Groundbreaking work being done at St. Jude Children's Research Hospital is being nationally recognized.

Dr. James Downing, the head of the Pediatric Genome Project, is nominated for TIME Magazine's Top 100 Influential People of the World.

MORE: Vote for Dr. Downing

Dr. Downing says as the administrator of St. Jude's Pediatric Genome Project, he's just the face for a team of the world's leading scientists.

"We see ourselves as a global leader, we see St. Jude as an organization that has to tackle certain problems that nobody else will tackle," he said.

The Pediatric Genome Project is like none other in the world. It's the largest of its kind. Phase one of the $65 million project just wrapped up.

"At the time we did that, only a single human cancer had been sequenced, but we said, we were going to sequence 600 in three years," Dr.
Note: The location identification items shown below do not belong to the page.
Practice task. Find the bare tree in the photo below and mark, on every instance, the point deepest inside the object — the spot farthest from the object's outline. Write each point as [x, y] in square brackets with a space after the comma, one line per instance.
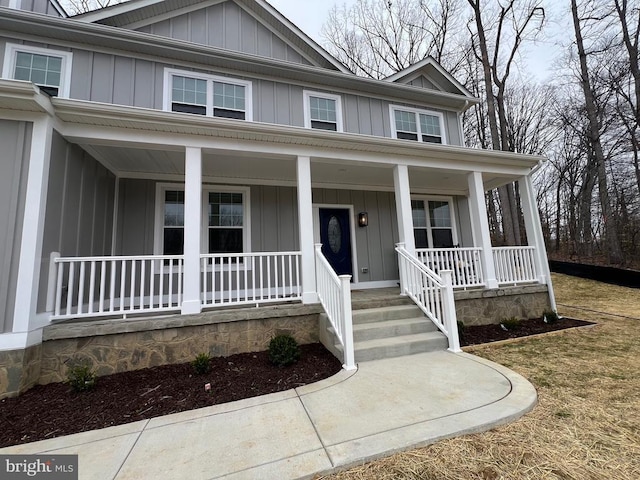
[594, 136]
[376, 38]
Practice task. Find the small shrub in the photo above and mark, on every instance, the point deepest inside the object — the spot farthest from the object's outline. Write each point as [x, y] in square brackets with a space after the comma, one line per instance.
[81, 377]
[283, 350]
[202, 363]
[510, 323]
[549, 316]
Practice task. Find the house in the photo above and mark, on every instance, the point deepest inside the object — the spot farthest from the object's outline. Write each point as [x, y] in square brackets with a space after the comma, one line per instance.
[164, 159]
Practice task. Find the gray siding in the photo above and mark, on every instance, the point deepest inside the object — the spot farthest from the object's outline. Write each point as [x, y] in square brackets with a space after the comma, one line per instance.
[226, 25]
[79, 213]
[375, 244]
[15, 138]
Downing said. "We came to the conclusion that it was really time for somebody to roll up their sleeves, commit the money, commit the effort, and sequence the whole genome of pediatric cancer."

A team of 250 are on the project. Using the best technology in the world, scientists take a tumor cell, isolate its DNA, then shatter it into billions of pieces. Then through chemical reactions the sequence the base pairs 30 times each.

That's 100 billion pieces of information.

"If you were to take that DNA sequence and type it onto a sheet of paper, single space, both sides, put it into a four-drawer file cabinet and then start stacking those four-drawer file cabinets, it would fill the pyramid bottom to top 30 times," Dr. Downing said.

All those sequences are compared to sequences of healthy tissue to determine where the mutations are. The discoveries have proven to be invaluable.

"As the leader of the project, I had many sleepless nights," he said. "We're going to spend $65 million. Is it going to be worth it? Are we going to make the discoveries? Every cancer we've looked at, we've made discoveries we never dreamed of."

The project has now moved onto phase two, clinic trials on the discoveries, just four years into the project. This is moving at the speed of light when it comes to treatment of disease. Lives are being saved. Once again, St. Jude is the leader in curing childhood cancers.

"Who should lead that? And as we like to think here, if not St. Jude, then who."